Scraping a site’s RSS feed provides a low-friction way to monitor updates, build content indexes, or trigger automations when new posts appear. Compared to scraping full HTML pages, feeds usually keep a stable structure even when the site layout changes.

Most RSS and Atom feeds are delivered as standardized XML documents, where each entry exposes predictable fields such as title, link, and pubDate (or updated in Atom). Scrapy fetches the feed over HTTP and exposes it as a selector-enabled response, so extraction uses the same XPath workflow used for normal pages.

Feeds commonly embed HTML inside elements like description, omit full bodies, or place richer content in namespaced fields such as content:encoded. Polling too frequently can trigger rate limits or blocks, so prefer reasonable intervals and caching for production monitors, and validate permitted reuse before republishing feed content.

Steps to scrape an RSS feed with Scrapy:

  1. Locate the RSS feed URL from the site homepage or its RSS icon.
  2. Open the feed URL to identify the entry element path.

    RSS 2.0 entries are typically under channel→item, while Atom entries are typically under feed→entry.

  3. Launch the Scrapy shell with the feed URL.
    $ scrapy shell http://app.internal.example:8000/rss.xml
    2026-01-01 09:15:37 [scrapy.utils.log] INFO: Scrapy 2.11.1 started (bot: simplifiedguide)
    ##### snipped #####
  4. Confirm the response status is 200.
    >>> response
    <200 http://app.internal.example:8000/rss.xml>

    301 or 302 indicates a redirect, while 403 or 429 commonly indicates blocking or rate limiting.

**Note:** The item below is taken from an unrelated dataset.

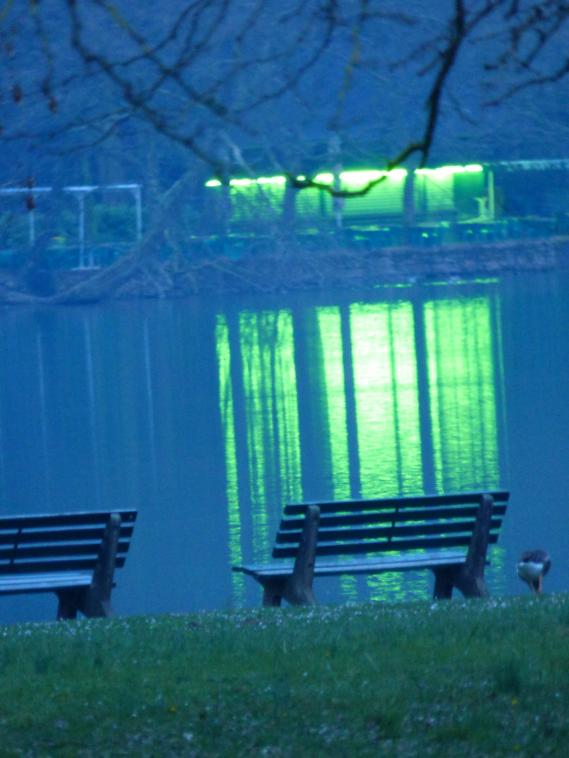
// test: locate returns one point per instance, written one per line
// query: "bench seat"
(447, 534)
(28, 583)
(74, 555)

  5. Select feed entries with XPath.
    >>> posts = response.xpath('//channel/item')
  6. Confirm the selector returns entries.
    >>> len(posts)
    2
  7. Extract sample fields from the first and last entries.
    >>> posts[0].xpath('title/text()').get()
    'Launch Update'
    >>> posts[-1].xpath('title/text()').get()
    'Usage Tips'
  8. Iterate over each entry to extract the required fields.
    >>> for item in response.xpath('//channel/item'):
    ...     post = {
    ...         'title': item.xpath('title/text()').get(),
    ...         'link': item.xpath('link/text()').get(),
    ...         'pubDate': item.xpath('pubDate/text()').get(),
    ...     }
    ...     print(post)
    ...
    {'title': 'Launch Update', 'link': 'http://app.internal.example:8000/news/launch-update.html', 'pubDate': '2026-01-01 09:00:00 +0000'}
    {'title': 'Usage Tips', 'link': 'http://app.internal.example:8000/news/usage-tips.html', 'pubDate': '2025-12-15 09:00:00 +0000'}

    Full article bodies are commonly stored in description or content:encoded, which can include HTML and may require cleanup before reuse.

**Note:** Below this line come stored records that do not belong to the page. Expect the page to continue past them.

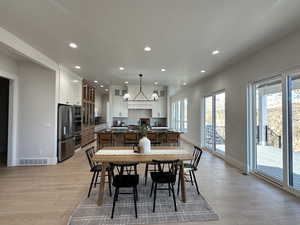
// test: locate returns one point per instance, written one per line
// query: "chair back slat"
(90, 152)
(170, 166)
(196, 156)
(124, 168)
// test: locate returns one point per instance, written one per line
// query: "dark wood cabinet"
(88, 113)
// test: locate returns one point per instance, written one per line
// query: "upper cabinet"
(119, 106)
(70, 87)
(159, 107)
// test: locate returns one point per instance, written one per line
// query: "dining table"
(108, 155)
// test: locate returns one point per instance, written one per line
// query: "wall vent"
(33, 162)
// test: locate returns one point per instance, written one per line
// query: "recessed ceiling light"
(215, 52)
(73, 45)
(147, 49)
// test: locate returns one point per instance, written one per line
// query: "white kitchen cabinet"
(119, 106)
(159, 107)
(70, 87)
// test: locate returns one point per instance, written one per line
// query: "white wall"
(278, 57)
(36, 114)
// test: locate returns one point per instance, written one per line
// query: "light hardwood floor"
(47, 195)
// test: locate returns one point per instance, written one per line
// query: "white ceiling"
(181, 33)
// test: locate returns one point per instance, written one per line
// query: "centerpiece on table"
(144, 142)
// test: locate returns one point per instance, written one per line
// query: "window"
(180, 115)
(208, 122)
(173, 119)
(269, 128)
(185, 116)
(214, 122)
(275, 129)
(220, 122)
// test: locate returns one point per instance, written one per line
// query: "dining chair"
(173, 138)
(165, 174)
(126, 177)
(105, 139)
(96, 169)
(131, 138)
(191, 167)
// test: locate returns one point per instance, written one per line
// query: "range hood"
(139, 105)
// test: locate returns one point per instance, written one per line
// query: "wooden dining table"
(126, 154)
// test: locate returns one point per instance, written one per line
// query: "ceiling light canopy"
(215, 52)
(147, 49)
(73, 45)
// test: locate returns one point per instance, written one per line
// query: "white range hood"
(140, 105)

  9. Create a Scrapy spider from the validated selectors (optional).
    scrape_rss.py
    import scrapy
     
     
    class ScrapeRssSpider(scrapy.Spider):
        name = "scrape-rss"
        start_urls = ["http://app.internal.example:8000/rss.xml"]
     
        def parse(self, response):
            for post in response.xpath("//channel/item"):
                yield {
                    "title": post.xpath("title/text()").get(),
                    "link": post.xpath("link/text()").get(),
                    "pubDate": post.xpath("pubDate/text()").get(),
                }
  10. Run the spider to export items as JSON.
    $ scrapy runspider --nolog --output -:json scrape_rss.py
    [
    {"title": "Launch Update", "link": "http://app.internal.example:8000/news/launch-update.html", "pubDate": "2026-01-01 09:00:00 +0000"},
    {"title": "Usage Tips", "link": "http://app.internal.example:8000/news/usage-tips.html", "pubDate": "2025-12-15 09:00:00 +0000"}
    ]